205 2015-03-30 13:27:18 <jonasschnelli> i played around some days with a possible spv mode for bitcoin-core. It doesn't look that hard. The question is more to use main.cpp as core logic or to start a spv.cpp...
206 2015-03-30 13:27:25 <wumpus> right, QLocalPipe or something like that
207 2015-03-30 13:27:37 <jonasschnelli> it would be nice to reuse the whole pow/reorg stuff
208 2015-03-30 13:27:46 <hearn> be careful
209 2015-03-30 13:28:00 <hearn> the bitcoinj wallet internally looks quite different to the Core wallet (bcj is more complicated). partly because you have to handle partial reorgs.

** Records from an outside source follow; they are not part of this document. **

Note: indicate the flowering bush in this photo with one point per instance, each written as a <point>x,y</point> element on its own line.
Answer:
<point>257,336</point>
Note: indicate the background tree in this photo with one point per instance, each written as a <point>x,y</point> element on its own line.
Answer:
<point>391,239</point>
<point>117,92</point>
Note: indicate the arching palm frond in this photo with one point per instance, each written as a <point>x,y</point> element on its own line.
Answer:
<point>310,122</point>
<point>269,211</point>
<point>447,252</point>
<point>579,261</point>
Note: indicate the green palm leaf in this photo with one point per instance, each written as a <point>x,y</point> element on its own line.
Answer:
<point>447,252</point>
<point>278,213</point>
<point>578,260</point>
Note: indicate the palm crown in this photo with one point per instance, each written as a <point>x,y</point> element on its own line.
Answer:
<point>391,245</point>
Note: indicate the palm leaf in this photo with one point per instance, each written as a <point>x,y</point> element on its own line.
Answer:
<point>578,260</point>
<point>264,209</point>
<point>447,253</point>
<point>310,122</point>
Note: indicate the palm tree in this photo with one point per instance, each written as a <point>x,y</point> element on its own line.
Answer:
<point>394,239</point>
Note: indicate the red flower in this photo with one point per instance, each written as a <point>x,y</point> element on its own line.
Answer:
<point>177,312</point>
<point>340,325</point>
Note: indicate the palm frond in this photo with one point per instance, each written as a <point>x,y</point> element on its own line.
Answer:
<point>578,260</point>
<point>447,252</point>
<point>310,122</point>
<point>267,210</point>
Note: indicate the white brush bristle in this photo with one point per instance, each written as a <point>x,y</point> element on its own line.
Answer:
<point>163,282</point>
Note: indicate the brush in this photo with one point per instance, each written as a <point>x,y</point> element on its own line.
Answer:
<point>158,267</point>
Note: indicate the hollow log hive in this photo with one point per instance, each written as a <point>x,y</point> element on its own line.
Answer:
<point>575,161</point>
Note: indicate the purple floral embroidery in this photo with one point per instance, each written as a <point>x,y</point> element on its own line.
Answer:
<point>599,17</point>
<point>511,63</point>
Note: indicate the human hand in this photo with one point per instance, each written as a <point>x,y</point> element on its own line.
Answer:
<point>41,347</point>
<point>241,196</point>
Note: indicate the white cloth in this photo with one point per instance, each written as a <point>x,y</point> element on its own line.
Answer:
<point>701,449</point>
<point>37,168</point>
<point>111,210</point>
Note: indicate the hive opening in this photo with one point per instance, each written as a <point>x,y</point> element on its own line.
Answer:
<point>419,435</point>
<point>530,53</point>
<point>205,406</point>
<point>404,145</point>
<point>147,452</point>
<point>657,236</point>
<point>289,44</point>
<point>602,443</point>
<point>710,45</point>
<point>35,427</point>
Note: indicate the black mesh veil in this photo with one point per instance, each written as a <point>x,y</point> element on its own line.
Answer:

210 2015-03-30 13:28:07 <hearn> that is, you know a re-org occurred but you don't see all transactions
211 2015-03-30 13:28:16 <hearn> you also don't have a full mempool
212 2015-03-30 13:28:30 <hearn> and if you want to be able to properly handle double spends and the like in this environment, well, it's a bit painful.
213 2015-03-30 13:29:28 <hearn> btw i am slowly rewriting the bcj wallet to try and make it work entirely in terms of outputs and tx hashes. no actual transactions stored anywhere (we are not there yet, it's a slow refactoring)
214 2015-03-30 13:29:43 <hearn> the reason is some users receive absurd quantities of giant transactions and then their wallets get big fat and slow. and then they whinge :)
215 2015-03-30 13:31:06 <jcorgan> i had once come to the conclusion that one could implement the full capability of a wallet using the existing RPC interface, with the exception of asynchronous notification of incoming transactions and reorgs, and the latter could be done by a simple ZMQ channel.
216 2015-03-30 13:31:18 <jcorgan> the delta in bitcoind to support that is very small.
217 2015-03-30 13:31:39 <jcorgan> it seemed an unpopular idea, however.
218 2015-03-30 13:31:41 <wumpus> you could do it all over P2P
219 2015-03-30 13:32:21 <jcorgan> you could do it all by hand crafting Ethernet packets; but why require someone to re-implement that low-level of code?
220 2015-03-30 13:32:33 <wumpus> it clear that that would work, but the point is, you don't *need* an extra channel, it would unnecessarily bind it to a full node
221 2015-03-30 13:32:56 <hearn> does anyone have contact details for coinify.com?
222 2015-03-30 13:33:11 <wumpus> you don't need to reimplement it, the code exists already
223 2015-03-30 13:36:27 <petertodd> hearn: is this urgent? I probably have it in my business card pile at home
224 2015-03-30 13:36:31 <hearn> it's not urgent
225 2015-03-30 13:36:36 <hearn> i probably have it in my pile too :) i am just being lazy
226 2015-03-30 13:38:18 <jcorgan> you'd still need to design your application logic as a layer on top of a "P2P-node" library.  i'd expect that to be more work than RPC calls and about five lines to listen on a ZMQ socket.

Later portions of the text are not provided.